Het zijn plotselinge verschuivingen naar onzichtbaarheid, weg van het lichamelijke niveau (T1.I.17:1-2).
Je herkent op hetzelfde moment je eigen waarde en die van je naaste (T1.I.18:4).
Een wonder is een correctie door mij in het onjuiste denken ingevoerd (T1.I.37:1).
Wonderen zijn uitingen van liefde, maar ze hoeven niet altijd een zichtbare uitwerking te hebben (T1.I.35:1).
“Niet altijd” is niet hetzelfde is als “nooit”. Als ik zeg: “ik eet niet altijd muesli als ontbijt”, betekent dit dat ik niet elke dag, maar wel regelmatig muesli eet. Als de Cursus dus zegt dat wonderen niet altijd een zichtbare uitwerking hoeven te hebben, betekent dit dat het wel voorkomt. We moeten dus niet de vergissing begaan om te denken dat er geen wonder gebeurt als dit niet waarneembaar is, maar evenmin de verwachting opzij zetten dat het waarneembaar kán zijn. De essentie van een wonder is echter niet een verandering in de materiële wereld, maar de bevrijding van onze denkgeest van illusies.
Oefeninstructies:
DOEL
Aanspraak maken op de wonderen waar je recht op hebt, op de verzekering dat ze jou werkelijk toebehoren, en weigeren tevreden te zijn met alles wat minder is.
OEFENING
Twee keer, tien tot vijftien minuten.
- Herhaal het idee als een vertrouwvol verzoek om de wonderen te ontvangen die God je beloofd heeft. Sluit je ogen en herinner jezelf er aan dat je 1) vraagt om wat je toebehoort en 2) door het ontvangen van wonderen ieders recht daarop bevestigt.

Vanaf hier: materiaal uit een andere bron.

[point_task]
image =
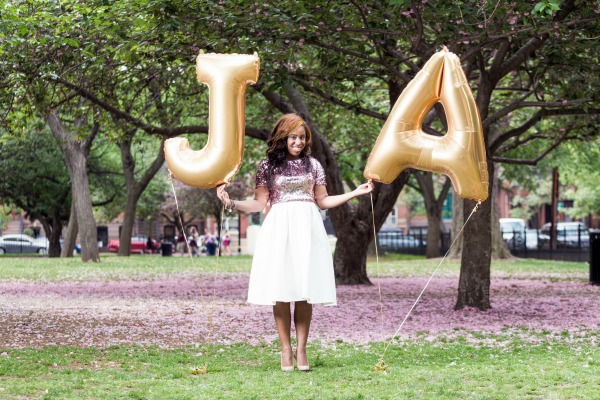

- Wacht gedurende de rest van de oefenperiode in stille verwachting op de verzekering van de Heilige Geest dat je verzoek is ingewilligd, dat je werkelijk recht hebt op wonderen. Dit is weer een andere oefening in wachten op antwoord van de Heilige Geest. In vorige lessen (71, 72, 75 en 76) wachtte je op leiding, begrip, en visie. Nu wacht je op de verzekering dat de schatkamer van de wonderen werkelijk voor jou openstaat. Evenals in de voorgaande lessen wordt hier het volgende bij aangeraden:
- Wacht in stilte en ontvankelijkheid
- Wacht vol vertrouwen. Aangezien je vraagt om de bevestiging van iets wat al waar is, kun je dit vragen zonder enige twijfel of onzekerheid.
- Herhaal af en toe het idee om je vertrouwen te versterken.
HERHALINGEN
Herhaal het idee zo vaak mogelijk.
Wees verder gedurende de dag alert op situaties die om een wonder vragen. “Je zult die situaties herkennen” (7:5). Vraag om dit wonder door het idee te herhalen.
ANTWOORD OP VERLEIDINGEN
Als je in de verleiding komt een grief te ontwikkelen of te koesteren, zeg dan snel tegen jezelf: “Ik zal wonderen niet inruilen voor grieven. Ik wil enkel wat mij toebehoort. God heeft bepaald dat wonderen mijn recht zijn”.